# '75 Motobecane Lechampion



## Phurious (Jul 14, 2019)

Greetings,

1975 Motobecane LeChampion or Miyata 912?

I've been looking to invest in a decent road bike, and was considering a nice Cannondale CAAD 6 with very decent upgrades for $800. But after some research I decided Steel was the way to go. I'm wondering if you guys think if this Motobecane is a good deal, or should I talk the price down? I offered $600 to begin from a best offer price tag, "$700 and it's mine he replies." But is now Willing to part with it for $650 if I'm serious. I've done some research and it seems a great bike. Want to get a second opinion.
It's a 61cm (I'm 6'3 with long legs)
It's all Campagnolo Nuovo Record
Headset and bars are Phillipe Pro
I'm Comparing it to a
Miyata 912 with Shimano 600 Groupset. With an asking price of $299.

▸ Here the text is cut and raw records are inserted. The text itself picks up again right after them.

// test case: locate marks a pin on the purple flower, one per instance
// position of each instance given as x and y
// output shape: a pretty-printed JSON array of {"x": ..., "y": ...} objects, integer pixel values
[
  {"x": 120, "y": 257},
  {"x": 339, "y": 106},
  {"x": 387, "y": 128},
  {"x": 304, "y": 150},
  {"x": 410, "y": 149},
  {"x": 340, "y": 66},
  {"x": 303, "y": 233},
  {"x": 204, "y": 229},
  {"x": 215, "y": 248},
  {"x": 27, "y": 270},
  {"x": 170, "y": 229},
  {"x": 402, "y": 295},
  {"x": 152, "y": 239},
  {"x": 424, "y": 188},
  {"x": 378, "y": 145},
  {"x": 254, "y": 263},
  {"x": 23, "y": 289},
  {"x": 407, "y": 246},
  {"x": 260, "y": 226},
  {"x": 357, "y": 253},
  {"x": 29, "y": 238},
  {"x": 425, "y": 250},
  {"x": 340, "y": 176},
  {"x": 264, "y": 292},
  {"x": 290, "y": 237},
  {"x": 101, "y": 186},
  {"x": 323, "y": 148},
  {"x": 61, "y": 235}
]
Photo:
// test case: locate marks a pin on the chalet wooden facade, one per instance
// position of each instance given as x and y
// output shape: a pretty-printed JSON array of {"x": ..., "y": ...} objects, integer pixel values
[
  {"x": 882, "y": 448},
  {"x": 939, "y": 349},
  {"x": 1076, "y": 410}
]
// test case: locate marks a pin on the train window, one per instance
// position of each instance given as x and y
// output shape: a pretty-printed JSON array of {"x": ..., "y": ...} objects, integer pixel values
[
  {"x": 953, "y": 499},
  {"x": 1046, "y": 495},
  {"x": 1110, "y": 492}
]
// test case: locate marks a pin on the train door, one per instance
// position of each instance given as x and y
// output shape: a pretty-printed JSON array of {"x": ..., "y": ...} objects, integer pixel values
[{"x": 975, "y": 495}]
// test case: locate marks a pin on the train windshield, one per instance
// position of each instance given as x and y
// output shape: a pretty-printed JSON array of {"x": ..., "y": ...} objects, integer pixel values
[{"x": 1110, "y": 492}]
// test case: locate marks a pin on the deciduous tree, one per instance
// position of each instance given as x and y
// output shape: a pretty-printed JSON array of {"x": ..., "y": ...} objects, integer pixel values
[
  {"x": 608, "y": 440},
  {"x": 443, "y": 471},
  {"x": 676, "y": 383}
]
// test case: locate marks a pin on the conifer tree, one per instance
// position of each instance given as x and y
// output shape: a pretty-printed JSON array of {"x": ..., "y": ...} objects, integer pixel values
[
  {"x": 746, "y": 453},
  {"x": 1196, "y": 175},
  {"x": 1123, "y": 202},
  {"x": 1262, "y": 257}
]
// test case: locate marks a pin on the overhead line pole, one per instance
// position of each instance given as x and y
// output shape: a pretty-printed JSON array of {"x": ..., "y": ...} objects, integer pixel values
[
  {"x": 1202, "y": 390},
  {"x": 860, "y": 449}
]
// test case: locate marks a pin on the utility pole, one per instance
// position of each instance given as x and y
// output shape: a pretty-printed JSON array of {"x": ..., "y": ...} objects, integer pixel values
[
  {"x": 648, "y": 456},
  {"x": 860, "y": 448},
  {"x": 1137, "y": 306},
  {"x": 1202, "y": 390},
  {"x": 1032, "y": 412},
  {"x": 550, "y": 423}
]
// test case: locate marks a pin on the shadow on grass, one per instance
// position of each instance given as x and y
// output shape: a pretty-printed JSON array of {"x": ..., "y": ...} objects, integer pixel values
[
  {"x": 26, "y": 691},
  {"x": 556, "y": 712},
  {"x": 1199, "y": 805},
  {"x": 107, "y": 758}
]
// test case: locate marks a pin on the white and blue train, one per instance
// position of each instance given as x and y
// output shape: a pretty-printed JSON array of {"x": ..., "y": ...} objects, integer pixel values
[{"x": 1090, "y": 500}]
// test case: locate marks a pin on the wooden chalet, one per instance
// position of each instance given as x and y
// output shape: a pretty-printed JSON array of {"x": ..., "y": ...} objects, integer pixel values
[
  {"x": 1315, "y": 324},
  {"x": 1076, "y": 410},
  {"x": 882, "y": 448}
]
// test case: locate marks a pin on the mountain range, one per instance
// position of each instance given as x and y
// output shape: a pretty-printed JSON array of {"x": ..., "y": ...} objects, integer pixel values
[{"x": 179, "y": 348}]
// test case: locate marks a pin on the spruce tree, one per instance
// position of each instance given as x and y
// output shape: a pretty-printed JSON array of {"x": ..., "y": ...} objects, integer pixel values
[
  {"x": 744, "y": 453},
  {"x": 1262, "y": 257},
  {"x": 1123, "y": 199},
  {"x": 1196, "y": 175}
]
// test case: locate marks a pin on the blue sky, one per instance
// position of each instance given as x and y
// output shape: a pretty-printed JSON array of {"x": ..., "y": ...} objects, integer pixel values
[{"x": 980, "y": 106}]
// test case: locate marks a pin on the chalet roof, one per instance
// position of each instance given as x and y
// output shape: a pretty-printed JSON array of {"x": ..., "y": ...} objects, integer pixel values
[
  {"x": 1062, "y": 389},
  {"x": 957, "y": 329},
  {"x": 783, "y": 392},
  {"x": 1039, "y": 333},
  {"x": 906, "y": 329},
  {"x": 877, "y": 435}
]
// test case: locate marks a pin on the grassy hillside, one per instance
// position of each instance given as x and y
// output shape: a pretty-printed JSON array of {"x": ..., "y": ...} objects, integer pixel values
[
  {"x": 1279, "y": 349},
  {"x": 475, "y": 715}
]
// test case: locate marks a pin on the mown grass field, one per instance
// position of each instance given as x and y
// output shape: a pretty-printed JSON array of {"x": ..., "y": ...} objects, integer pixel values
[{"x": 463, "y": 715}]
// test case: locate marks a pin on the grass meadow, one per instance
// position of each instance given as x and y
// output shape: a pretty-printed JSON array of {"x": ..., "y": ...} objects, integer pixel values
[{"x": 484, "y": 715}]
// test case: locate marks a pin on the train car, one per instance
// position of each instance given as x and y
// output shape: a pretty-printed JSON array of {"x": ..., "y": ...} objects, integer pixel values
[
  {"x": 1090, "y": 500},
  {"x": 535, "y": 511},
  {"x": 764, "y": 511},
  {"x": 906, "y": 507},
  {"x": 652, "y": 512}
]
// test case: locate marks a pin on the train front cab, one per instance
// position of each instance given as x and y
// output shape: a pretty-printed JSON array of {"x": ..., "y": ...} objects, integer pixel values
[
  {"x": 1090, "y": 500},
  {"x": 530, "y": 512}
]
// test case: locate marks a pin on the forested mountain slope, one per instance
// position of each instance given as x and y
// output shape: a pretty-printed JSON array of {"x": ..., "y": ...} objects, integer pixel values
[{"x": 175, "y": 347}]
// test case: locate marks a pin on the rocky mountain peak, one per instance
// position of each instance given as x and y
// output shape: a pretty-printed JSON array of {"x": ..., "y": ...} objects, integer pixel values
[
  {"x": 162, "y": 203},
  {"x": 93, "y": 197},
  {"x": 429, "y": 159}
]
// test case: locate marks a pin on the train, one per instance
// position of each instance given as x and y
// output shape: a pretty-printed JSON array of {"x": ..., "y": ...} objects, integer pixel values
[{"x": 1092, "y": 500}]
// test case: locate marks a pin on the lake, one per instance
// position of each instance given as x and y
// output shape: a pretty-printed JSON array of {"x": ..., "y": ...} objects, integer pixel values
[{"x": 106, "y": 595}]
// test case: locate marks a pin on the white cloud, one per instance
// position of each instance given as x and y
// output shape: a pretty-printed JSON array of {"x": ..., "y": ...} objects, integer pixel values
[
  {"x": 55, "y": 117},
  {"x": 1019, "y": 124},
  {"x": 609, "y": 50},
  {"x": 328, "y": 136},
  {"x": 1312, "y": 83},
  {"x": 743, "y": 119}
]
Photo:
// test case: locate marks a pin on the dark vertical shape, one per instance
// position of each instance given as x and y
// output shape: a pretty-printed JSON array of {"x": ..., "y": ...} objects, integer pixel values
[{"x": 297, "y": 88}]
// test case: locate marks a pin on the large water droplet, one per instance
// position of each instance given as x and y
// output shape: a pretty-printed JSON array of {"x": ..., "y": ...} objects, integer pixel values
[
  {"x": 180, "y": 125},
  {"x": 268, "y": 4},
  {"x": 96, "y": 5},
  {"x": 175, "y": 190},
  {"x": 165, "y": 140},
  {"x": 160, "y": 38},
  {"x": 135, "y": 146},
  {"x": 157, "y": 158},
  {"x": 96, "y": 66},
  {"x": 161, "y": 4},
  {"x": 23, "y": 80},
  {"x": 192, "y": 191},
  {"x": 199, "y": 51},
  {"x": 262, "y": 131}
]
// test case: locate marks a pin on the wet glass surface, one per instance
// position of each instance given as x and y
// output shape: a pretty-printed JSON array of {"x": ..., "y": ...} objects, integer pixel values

What do you guys think? I'll post pictures of both. Please and thank you for any advice!

-Phurious









Sent from my HTC One M9 using Tapatalk


----------



## waltermitty (Dec 16, 2013)

Sometimes it's very acceptable to just make the buy without resorting to parsing out the nuances. You're having to give an in-person assessment of the condition, the fitment to you (individually), the availability of the bike and components etc etc. So if it tugs at your heartstrings, you pay and start tuning and riding. If you're in the least hesitant, that may indicate that your brain is thinking of another bike/parts combination and that
is also okay.


----------